O juiz distrital Vince Chhabria afirmou que o autor apresentou “fatos suficientes” para permitir o andamento do processo, embora tenha demonstrado ceticismo quanto à robustez das alegações. Ainda assim, a ação seguirá para as próximas etapas judiciais.
A proposta de ação coletiva foi apresentada em setembro de 2025 pelo engenheiro de software Scott Taub. Ele afirma ter sido preterido em uma vaga de engenharia como parte de uma suposta preferência sistemática por profissionais estrangeiros com visto H-1B, o que violaria a legislação federal de direitos civis. Segundo Taub, um recrutador teria informado que a posição desejada era destinada apenas a candidatos com esse tipo de visto.
A decisão judicial também considerou dados que indicam que a Tesla contratou aproximadamente 1.355 profissionais com visto H-1B em 2024, ao mesmo tempo em que realizou demissões superiores a 6.000 funcionários nos Estados Unidos. A maior parte dos desligados seria composta por cidadãos norte-americanos.
Por outro lado, o magistrado rejeitou as alegações de uma segunda autora, a especialista em recursos humanos Sofia Brander. Ele avaliou como improvável que a empresa privilegie trabalhadores estrangeiros para funções administrativas, mas concedeu prazo de duas semanas para eventual reapresentação da queixa.
A Tesla contestou as acusações e classificou as alegações como infundadas em documentos apresentados à Justiça.

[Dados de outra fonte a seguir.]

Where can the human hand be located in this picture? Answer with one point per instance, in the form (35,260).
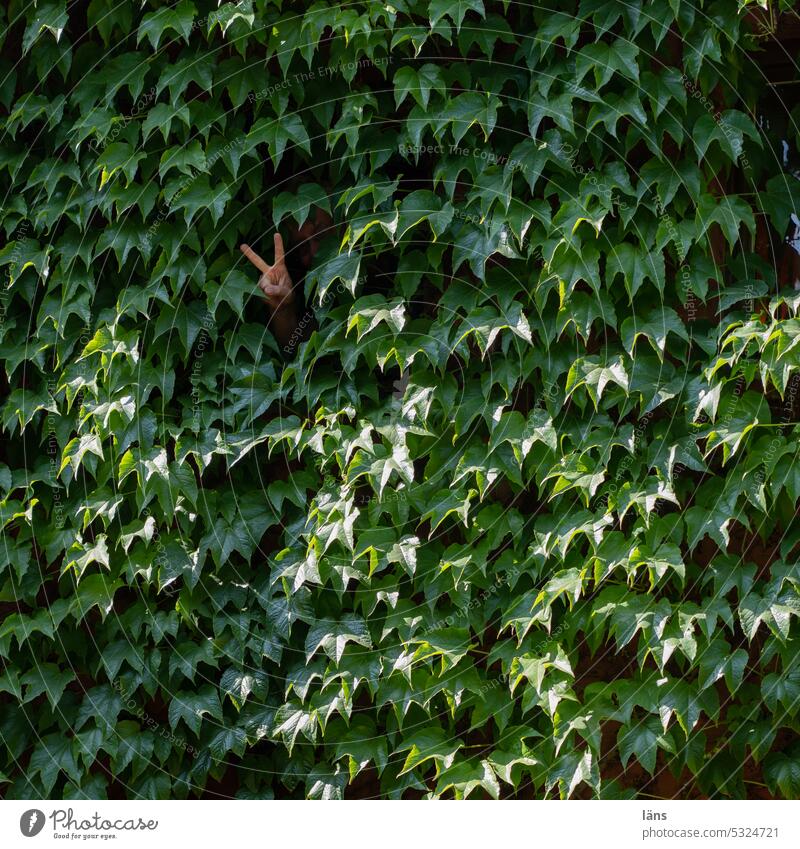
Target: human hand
(274,282)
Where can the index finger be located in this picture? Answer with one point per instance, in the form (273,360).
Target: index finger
(254,258)
(278,249)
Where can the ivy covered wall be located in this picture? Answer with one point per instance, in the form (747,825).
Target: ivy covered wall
(515,516)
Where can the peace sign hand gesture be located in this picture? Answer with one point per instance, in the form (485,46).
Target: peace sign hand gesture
(274,282)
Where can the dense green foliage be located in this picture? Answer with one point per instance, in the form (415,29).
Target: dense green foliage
(517,517)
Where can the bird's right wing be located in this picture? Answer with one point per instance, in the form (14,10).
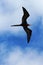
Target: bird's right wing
(29,33)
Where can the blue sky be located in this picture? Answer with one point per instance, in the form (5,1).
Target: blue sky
(14,49)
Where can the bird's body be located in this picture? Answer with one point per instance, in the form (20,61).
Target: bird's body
(25,25)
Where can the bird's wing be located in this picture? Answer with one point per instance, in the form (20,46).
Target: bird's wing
(29,32)
(26,14)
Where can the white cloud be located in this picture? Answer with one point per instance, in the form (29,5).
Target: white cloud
(9,12)
(19,56)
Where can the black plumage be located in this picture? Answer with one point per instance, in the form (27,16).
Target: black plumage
(25,25)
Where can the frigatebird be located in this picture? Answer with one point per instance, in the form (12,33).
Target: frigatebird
(25,25)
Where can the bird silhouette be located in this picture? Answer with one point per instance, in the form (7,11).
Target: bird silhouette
(25,25)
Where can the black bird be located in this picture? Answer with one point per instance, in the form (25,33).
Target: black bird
(25,25)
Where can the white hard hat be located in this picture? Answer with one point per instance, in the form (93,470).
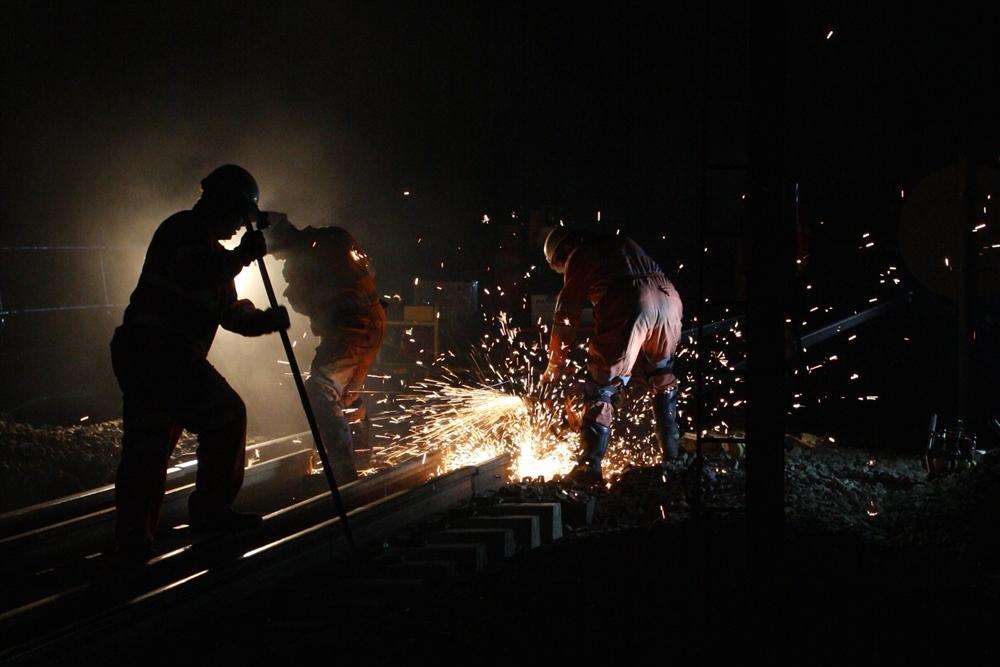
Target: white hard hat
(553,240)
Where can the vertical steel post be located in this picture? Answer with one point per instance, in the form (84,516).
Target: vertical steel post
(338,501)
(770,287)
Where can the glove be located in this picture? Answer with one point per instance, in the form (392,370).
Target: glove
(277,319)
(252,247)
(552,373)
(270,218)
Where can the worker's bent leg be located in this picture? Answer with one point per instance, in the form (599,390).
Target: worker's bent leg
(595,431)
(335,430)
(664,387)
(220,420)
(149,438)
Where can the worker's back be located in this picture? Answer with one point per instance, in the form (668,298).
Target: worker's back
(611,263)
(329,276)
(178,299)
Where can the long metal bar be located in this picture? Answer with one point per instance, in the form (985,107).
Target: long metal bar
(338,502)
(770,284)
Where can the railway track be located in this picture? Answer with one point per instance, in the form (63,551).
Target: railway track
(54,589)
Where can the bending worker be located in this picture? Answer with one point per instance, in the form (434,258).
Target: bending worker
(185,292)
(637,314)
(331,281)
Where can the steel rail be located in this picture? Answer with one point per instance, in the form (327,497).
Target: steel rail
(239,566)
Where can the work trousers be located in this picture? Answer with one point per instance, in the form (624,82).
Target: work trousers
(166,389)
(336,377)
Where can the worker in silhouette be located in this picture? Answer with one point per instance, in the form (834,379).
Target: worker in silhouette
(185,292)
(331,281)
(637,316)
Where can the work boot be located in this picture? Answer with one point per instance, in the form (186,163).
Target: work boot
(593,444)
(226,521)
(668,433)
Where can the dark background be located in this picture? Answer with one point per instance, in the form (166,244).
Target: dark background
(113,112)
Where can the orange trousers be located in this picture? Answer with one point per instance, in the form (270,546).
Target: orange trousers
(638,328)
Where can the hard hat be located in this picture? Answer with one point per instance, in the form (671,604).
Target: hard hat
(556,238)
(232,187)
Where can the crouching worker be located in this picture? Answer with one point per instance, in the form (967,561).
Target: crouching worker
(637,315)
(330,281)
(159,352)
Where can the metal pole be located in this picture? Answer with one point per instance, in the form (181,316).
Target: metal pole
(338,502)
(771,280)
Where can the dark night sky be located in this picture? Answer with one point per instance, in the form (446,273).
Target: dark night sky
(114,111)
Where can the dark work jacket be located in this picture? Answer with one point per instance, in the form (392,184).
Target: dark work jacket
(186,290)
(329,277)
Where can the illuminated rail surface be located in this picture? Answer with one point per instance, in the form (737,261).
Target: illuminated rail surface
(72,584)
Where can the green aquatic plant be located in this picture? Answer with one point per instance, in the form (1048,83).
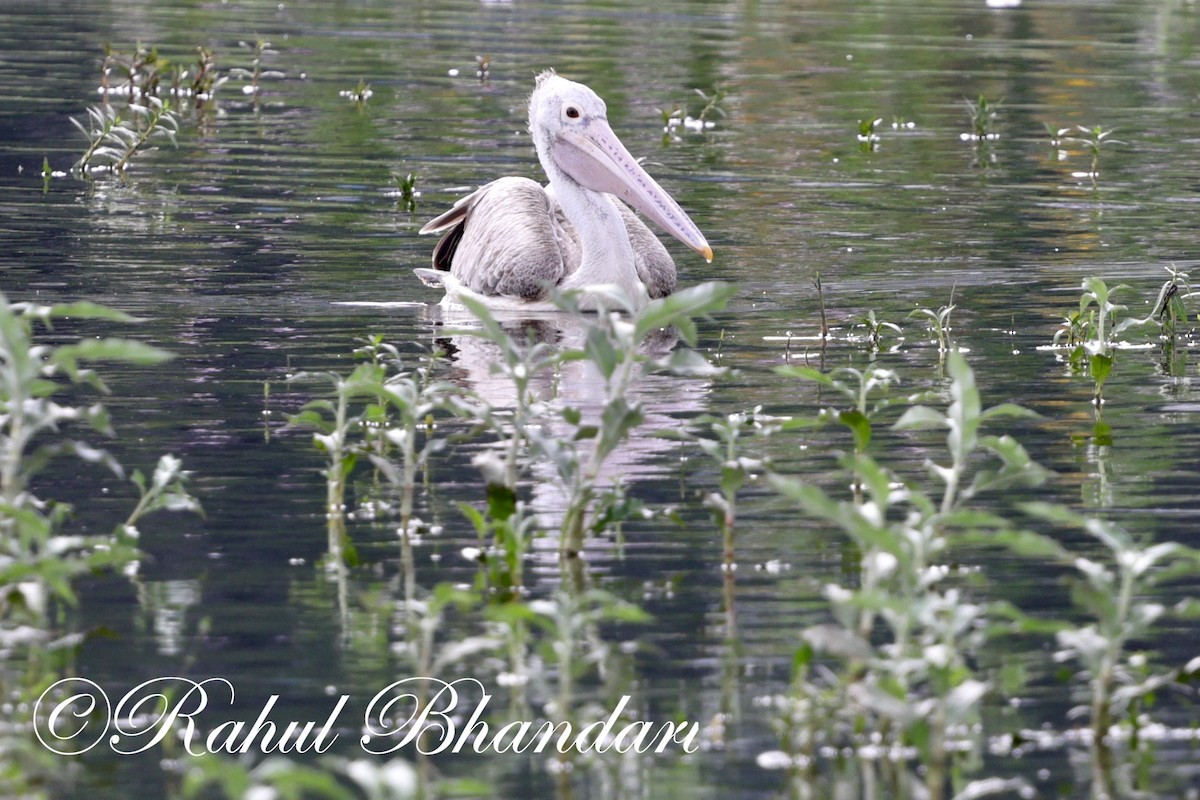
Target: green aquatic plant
(1093,329)
(357,400)
(712,106)
(983,114)
(611,344)
(403,416)
(359,95)
(406,191)
(724,439)
(865,390)
(939,324)
(1120,589)
(1170,311)
(34,378)
(1095,139)
(916,684)
(876,329)
(115,136)
(868,136)
(259,50)
(45,414)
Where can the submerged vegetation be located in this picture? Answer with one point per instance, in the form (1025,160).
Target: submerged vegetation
(43,417)
(900,673)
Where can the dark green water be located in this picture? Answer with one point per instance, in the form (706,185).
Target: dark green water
(243,245)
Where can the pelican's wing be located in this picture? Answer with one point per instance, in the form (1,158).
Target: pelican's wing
(655,268)
(502,239)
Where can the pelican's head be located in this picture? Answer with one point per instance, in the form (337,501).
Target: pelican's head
(569,124)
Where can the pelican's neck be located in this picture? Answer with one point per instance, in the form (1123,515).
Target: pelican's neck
(606,253)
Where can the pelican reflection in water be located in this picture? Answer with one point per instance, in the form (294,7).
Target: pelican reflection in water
(513,240)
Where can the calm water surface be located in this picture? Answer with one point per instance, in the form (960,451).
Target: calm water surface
(244,245)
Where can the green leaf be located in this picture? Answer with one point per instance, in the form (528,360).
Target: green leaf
(681,307)
(859,426)
(1101,366)
(807,373)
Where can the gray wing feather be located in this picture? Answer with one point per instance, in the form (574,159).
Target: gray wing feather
(503,239)
(655,268)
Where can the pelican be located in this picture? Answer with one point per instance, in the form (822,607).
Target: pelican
(510,241)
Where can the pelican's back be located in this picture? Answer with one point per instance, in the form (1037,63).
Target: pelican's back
(502,239)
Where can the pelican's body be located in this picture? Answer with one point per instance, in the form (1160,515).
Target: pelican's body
(514,240)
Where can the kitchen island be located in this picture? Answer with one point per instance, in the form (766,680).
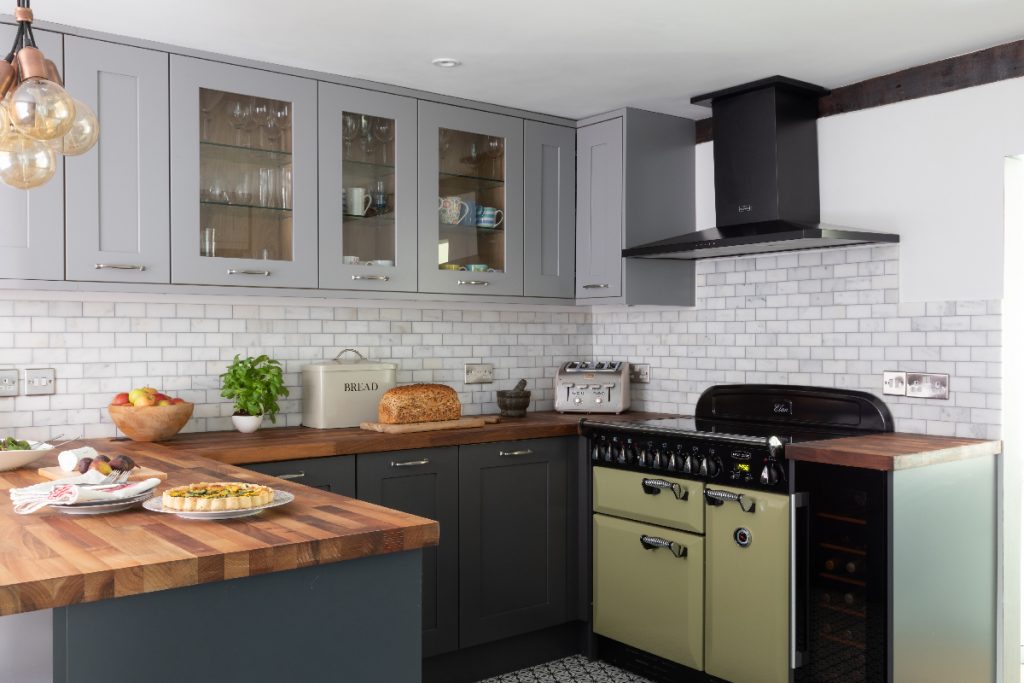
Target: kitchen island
(326,588)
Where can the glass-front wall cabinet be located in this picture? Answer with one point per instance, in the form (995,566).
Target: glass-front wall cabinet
(367,191)
(244,153)
(471,201)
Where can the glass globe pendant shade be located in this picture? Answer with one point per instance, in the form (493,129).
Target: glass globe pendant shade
(83,134)
(26,163)
(41,110)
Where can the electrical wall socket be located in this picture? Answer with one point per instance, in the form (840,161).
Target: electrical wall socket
(8,383)
(925,385)
(640,373)
(40,381)
(479,373)
(894,383)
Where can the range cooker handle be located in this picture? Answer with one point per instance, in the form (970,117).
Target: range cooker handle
(653,543)
(715,497)
(654,486)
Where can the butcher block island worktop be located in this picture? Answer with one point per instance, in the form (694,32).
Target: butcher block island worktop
(48,559)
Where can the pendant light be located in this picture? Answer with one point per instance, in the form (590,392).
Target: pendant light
(38,118)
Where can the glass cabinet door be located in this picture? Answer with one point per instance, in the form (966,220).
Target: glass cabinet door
(367,189)
(470,201)
(243,176)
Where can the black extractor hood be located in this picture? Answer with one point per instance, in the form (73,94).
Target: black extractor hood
(766,177)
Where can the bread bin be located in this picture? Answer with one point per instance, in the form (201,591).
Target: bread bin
(343,393)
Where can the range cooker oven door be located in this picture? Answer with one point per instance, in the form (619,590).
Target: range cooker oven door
(747,606)
(647,588)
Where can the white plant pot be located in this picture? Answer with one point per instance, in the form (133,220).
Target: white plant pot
(247,423)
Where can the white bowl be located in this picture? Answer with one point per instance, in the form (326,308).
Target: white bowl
(11,460)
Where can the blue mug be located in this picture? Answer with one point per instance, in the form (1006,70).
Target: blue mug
(488,217)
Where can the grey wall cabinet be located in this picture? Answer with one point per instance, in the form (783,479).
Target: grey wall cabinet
(334,474)
(32,228)
(512,526)
(243,189)
(549,210)
(635,176)
(367,148)
(470,161)
(425,482)
(118,203)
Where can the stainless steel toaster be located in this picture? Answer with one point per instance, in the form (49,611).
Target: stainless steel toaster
(601,386)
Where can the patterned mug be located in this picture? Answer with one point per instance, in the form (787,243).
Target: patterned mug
(488,216)
(452,210)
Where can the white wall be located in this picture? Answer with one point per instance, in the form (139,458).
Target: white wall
(930,169)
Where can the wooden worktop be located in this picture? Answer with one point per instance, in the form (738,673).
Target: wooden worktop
(891,452)
(49,559)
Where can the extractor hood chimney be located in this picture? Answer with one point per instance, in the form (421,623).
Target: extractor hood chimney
(766,177)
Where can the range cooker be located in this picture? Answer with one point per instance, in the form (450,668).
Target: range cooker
(716,558)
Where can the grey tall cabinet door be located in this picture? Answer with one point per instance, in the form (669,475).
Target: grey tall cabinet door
(549,211)
(425,482)
(32,222)
(367,148)
(599,210)
(243,176)
(118,205)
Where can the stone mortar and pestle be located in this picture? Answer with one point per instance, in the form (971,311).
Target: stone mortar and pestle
(513,401)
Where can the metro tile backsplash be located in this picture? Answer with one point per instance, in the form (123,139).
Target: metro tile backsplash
(827,317)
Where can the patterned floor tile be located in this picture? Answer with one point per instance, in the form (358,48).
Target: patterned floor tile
(577,669)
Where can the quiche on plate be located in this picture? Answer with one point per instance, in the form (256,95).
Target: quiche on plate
(217,497)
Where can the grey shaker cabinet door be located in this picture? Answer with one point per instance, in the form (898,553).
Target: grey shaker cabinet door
(334,101)
(118,204)
(187,265)
(549,210)
(599,210)
(432,119)
(512,525)
(32,222)
(425,482)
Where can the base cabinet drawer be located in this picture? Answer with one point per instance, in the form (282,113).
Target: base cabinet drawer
(647,593)
(334,474)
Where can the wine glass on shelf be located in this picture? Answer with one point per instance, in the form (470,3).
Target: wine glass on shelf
(240,112)
(384,130)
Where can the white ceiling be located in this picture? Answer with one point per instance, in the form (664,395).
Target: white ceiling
(568,57)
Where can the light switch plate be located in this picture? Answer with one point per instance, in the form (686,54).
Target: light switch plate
(894,383)
(640,373)
(8,383)
(40,381)
(479,373)
(925,385)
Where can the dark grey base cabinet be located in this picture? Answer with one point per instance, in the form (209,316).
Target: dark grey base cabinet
(334,474)
(512,526)
(425,482)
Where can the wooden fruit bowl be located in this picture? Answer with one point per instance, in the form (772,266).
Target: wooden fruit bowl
(152,423)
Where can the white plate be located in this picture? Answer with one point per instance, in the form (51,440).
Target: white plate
(156,504)
(11,460)
(101,508)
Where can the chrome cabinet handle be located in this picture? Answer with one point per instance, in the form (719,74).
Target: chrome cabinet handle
(653,543)
(232,271)
(654,486)
(513,454)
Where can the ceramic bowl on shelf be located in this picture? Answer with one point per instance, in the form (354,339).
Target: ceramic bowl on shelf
(151,423)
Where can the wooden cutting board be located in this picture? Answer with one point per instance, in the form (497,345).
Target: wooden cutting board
(461,423)
(137,474)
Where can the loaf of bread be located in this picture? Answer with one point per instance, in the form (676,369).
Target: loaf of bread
(419,402)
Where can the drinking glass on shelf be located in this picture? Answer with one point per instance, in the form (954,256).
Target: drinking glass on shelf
(240,112)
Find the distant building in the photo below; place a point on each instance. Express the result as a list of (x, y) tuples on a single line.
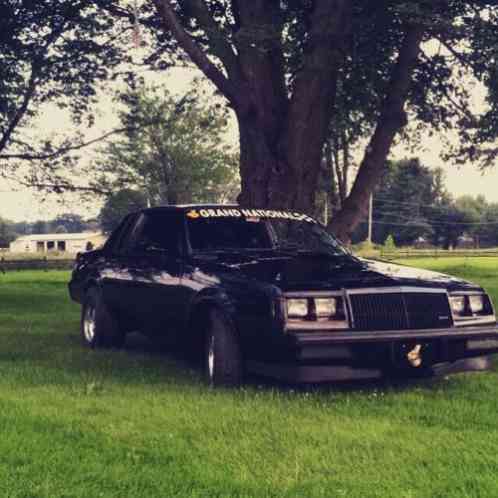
[(60, 242)]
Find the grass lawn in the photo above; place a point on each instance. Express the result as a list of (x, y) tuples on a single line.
[(138, 423)]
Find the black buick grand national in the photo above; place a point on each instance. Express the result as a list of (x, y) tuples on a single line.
[(273, 293)]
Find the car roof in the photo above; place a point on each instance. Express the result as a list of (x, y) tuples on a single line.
[(185, 207)]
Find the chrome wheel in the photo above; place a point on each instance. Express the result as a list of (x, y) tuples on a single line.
[(211, 358), (89, 323)]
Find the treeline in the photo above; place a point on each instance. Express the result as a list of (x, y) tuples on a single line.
[(64, 223), (413, 206)]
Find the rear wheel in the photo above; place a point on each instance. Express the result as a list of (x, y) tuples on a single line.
[(222, 359), (99, 326)]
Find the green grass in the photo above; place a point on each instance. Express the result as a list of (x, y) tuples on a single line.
[(139, 423)]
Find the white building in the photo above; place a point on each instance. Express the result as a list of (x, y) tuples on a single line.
[(60, 242)]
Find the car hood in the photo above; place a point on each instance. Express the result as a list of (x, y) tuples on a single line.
[(317, 273)]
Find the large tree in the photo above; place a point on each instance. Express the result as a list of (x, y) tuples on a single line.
[(175, 150), (290, 68), (53, 52)]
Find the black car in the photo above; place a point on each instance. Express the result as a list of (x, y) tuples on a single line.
[(273, 293)]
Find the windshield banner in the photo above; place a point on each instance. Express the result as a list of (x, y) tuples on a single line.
[(247, 213)]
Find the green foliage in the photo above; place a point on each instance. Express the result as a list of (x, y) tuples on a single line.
[(53, 52), (389, 243), (176, 152), (141, 422), (118, 205), (402, 203)]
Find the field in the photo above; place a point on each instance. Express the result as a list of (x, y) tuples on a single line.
[(140, 423)]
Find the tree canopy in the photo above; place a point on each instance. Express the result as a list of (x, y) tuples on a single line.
[(295, 73), (53, 52), (175, 151)]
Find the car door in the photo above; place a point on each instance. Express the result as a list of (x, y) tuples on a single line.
[(153, 272), (115, 274)]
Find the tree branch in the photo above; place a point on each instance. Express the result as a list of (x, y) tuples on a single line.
[(21, 111), (172, 23), (220, 46), (391, 120)]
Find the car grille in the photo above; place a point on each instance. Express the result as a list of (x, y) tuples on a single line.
[(400, 311)]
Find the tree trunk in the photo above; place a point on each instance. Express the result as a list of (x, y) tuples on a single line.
[(391, 120), (282, 137)]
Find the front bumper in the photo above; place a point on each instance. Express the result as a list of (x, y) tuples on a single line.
[(327, 356)]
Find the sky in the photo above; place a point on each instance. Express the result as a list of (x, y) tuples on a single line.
[(19, 204)]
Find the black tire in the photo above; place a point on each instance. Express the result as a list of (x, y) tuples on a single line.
[(223, 363), (99, 326)]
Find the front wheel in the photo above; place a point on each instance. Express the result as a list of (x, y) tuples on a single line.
[(223, 358), (99, 326)]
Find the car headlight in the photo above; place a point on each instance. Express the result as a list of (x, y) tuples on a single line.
[(297, 308), (326, 307), (305, 313), (469, 307), (476, 303)]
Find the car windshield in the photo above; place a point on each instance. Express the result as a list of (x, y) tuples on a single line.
[(212, 230)]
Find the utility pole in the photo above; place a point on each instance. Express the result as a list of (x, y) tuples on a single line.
[(370, 219)]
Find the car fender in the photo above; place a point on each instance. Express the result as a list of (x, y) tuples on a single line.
[(208, 299)]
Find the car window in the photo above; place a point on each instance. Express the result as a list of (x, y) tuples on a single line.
[(159, 230), (227, 233), (113, 243)]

O processo amplia uma controvérsia que ganhou força desde 2024, quando surgiram relatos de substituição de funcionários demitidos por trabalhadores estrangeiros. Dados do Departamento do Trabalho dos Estados Unidos indicam que a empresa solicitou mais de 2.000 vistos H-1B durante o mesmo período em que conduzia demissões em massa. Considerando o limite anual nacional de 65.000 vistos, as solicitações da Tesla representariam mais de 3% do total.
Apesar desses números, o juiz destacou que estatísticas isoladas não comprovam preferência ilegal por trabalhadores estrangeiros. O ponto decisivo para manter o processo foi a suposta declaração do recrutador sobre a vaga ser exclusiva para candidatos com visto H-1B, que pode configurar evidência direta de discriminação caso confirmada.
A ação ocorre em um contexto sensível para a empresa e seu principal executivo, Elon Musk, que historicamente defendeu o programa de vistos H-1B. Mais recentemente, o empresário passou a reconhecer falhas no sistema e sugeriu critérios salariais mais elevados para sua concessão.
Com a continuidade do processo, a Tesla poderá enfrentar escrutínio judicial sobre suas práticas de contratação, tema que ganha relevância diante da crescente disputa global por profissionais especializados em tecnologia e engenharia.